INPATIENT PNEUMONIA TREATMENTS
Across all three jurisdictions, patients hospitalized with pneumonia are checked to see if they have received influenza or pneumococcal vaccine -- and given them if they haven't -- about a quarter of the time. Overall, immunizing Medicare patients with those two vaccines occurs nearly twice that often.
* Antibiotic prescribed within eight hours of arrival at hospital: D.C. 82; Md. 83; Va. 87.
* Antibiotic consistent with current recommendations: D.C. 82; Md. 88; Va. 88.
* Blood culture done before antibiotic given: D.C. 65; Md. 7; Va. 84.
* Screened for and given flu vaccine: D.C. 27; Md. 31; Va. 21.
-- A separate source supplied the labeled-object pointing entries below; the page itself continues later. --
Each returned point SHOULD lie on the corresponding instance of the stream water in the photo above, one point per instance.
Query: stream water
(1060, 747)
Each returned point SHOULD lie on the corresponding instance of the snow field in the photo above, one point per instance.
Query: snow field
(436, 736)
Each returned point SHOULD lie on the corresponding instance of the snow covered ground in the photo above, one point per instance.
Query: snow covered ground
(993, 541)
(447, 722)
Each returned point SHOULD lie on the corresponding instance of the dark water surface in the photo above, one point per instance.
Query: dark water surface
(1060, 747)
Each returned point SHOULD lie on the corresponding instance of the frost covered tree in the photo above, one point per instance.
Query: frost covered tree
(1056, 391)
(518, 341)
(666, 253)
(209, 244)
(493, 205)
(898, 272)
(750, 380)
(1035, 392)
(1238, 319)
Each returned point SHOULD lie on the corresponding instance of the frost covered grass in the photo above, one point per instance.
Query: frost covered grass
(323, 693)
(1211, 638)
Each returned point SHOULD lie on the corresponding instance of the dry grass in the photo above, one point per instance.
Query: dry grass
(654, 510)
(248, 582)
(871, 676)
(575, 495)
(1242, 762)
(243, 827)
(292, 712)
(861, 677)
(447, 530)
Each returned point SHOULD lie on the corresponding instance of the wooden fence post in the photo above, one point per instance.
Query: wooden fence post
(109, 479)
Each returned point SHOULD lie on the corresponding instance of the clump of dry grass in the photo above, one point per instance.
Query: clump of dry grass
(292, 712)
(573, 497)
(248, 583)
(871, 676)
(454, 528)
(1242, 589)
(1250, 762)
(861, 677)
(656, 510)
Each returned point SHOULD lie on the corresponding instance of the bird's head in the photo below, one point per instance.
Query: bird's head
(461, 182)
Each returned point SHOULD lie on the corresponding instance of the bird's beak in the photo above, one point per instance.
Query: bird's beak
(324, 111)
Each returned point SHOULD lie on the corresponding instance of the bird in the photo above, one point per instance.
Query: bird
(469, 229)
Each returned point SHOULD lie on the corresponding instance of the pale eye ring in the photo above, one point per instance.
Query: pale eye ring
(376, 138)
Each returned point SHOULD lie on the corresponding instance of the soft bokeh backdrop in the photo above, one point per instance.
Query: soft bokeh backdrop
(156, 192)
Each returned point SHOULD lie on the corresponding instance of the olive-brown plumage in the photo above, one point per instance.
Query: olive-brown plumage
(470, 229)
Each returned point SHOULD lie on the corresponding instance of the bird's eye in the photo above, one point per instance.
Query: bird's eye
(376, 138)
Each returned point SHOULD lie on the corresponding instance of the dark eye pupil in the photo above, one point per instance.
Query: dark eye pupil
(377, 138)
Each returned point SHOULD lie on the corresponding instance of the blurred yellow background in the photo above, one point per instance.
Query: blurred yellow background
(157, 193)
* Screened for and given pneumococcal vaccine: D.C. 25; Md. 28; Va. 26.
IMMUNIZATION AGAINST PNEUMONIA
The District falls at least 10 percentage points behind Maryland and Virginia on these measures.
* Yearly flu vaccine: D.C. 61; Md. 72; Va. 74.
* Pneumococcal shot at least once: D.C. 48; Md. 67; Va. 63.
BREAST CANCER SCREENING
Again, the District lags the other jurisdictions by about 10 percentage points in providing mammograms to Medicare patients.
* Mammogram at least every two years: D.C. 52; Md. 61; Va. 60.
The District trails here, with 65 percent of patients getting the hemoglobin A1c test yearly (Virginia hits 80 percent, Maryland 77) and performing a lipid profile (a check of cholesterol and other blood fats) 68 percent of the time, compared to Maryland's 79 percent.
* Hemoglobin A1c test yearly: D.C. 65; Md. 77; Va. 80.
* Eye exam at least every two years: D.C. 69; Md. 69; Va. 70.
* Lipid profile at least every two years: D.C. 68; Md. 79; Va. 74.